Substantial evidence supports the agency's determinations that Cardenas failed to file his asylum application within the one-year time limit and did not establish changed circumstances sufficient to excuse the untimely filing. See 8 U.S.C. § 1158(a)(2)(B); 8 C.F.R. § 1208.4(a)(4); see also Ramadan v. Gonzales, 479 F.3d 646, 657-58 (9th Cir. 2007).
The record before the Court does not compel a contrary result. Cardenas's argument that he had the “subjective intent” to timely apply—taken as true—would not constitute “changed circumstances” sufficient to excuse his late filing.1 As this Court has explained “the timing of an alien's intent to apply for asylum has no role in the changed circumstances analysis. Changed circumstances are those which materially affect the applicant's eligibility for asylum.” Fakhry v. Mukasey, 524 F.3d 1057, 1063 (9th Cir. 2008) (internal quotation marks omitted) (citing 8 U.S.C. § 1158(a)(2)(D)).
Further, the agency did not abuse its discretion in concluding that Cardenas's conviction under California Penal Code 246.3(a) for willful discharge of a firearm with gross negligence constituted a particularly serious crime and that Petitioner was therefore ineligible for withholding of removal under the INA and under the Conventions Against Torture as a matter of law. See Arbid v. Holder, 700 F.3d 379, 385 (9th Cir. 2012) (per curiam); Avendano-Hernandez v. Lynch, 800 F.3d 1072, 1077 (9th Cir. 2015).

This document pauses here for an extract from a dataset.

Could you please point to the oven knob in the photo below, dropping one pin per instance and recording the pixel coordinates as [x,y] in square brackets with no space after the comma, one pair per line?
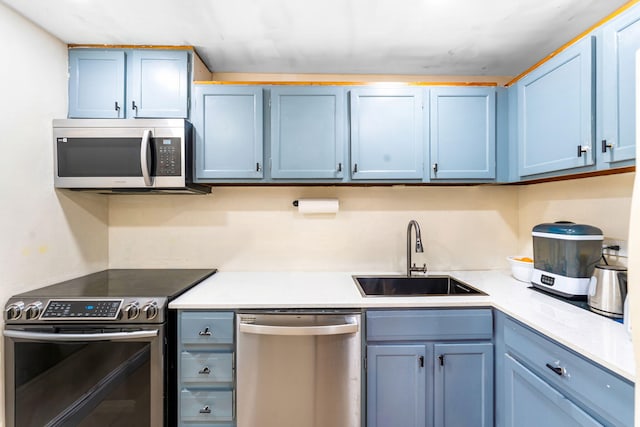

The agency employed the correct legal standard in concluding that in view of the danger to others caused by Cardenas's actions in willfully firing a gun in a grossly negligent manner which could have resulted in injury or death to a person, Cardenas had been convicted of a particularly serious crime, thereby rendering him ineligible for withholding of removal and CAT withholding. See Anaya-Ortiz v. Holder, 594 F.3d 673, 679-80 (9th Cir. 2010); Matter of N-A-M-, 24 I. & N. Dec. 336, 338 (BIA 2007) (explaining the agency “examine[s] the nature of the conviction, the type of sentence imposed, and the circumstances and underlying facts of the conviction” to determine whether it was a particularly serious crime).
The agency did not abuse its discretion in determining that Cardenas's conviction for willful discharge of a firearm with gross negligence constituted a particularly serious crime. Avendano-Hernandez, 800 F.3d at 1077; Alphonsus v. Holder, 705 F.3d 1031, 1041 (9th Cir. 2013).
We have considered Petitioner's other arguments and conclude they are without merit.
PETITION FOR REVIEW DENIED
1. We do not consider the extraordinary circumstances exception because Cardenas has not asserted that his asylum application is untimely under that exception. See Vahora v. Holder, 641 F.3d 1038, 1042 n.3 (9th Cir. 2011) (citing Martinez-Serrano v. INS, 94 F.3d 1256, 1259 (9th Cir. 1996)).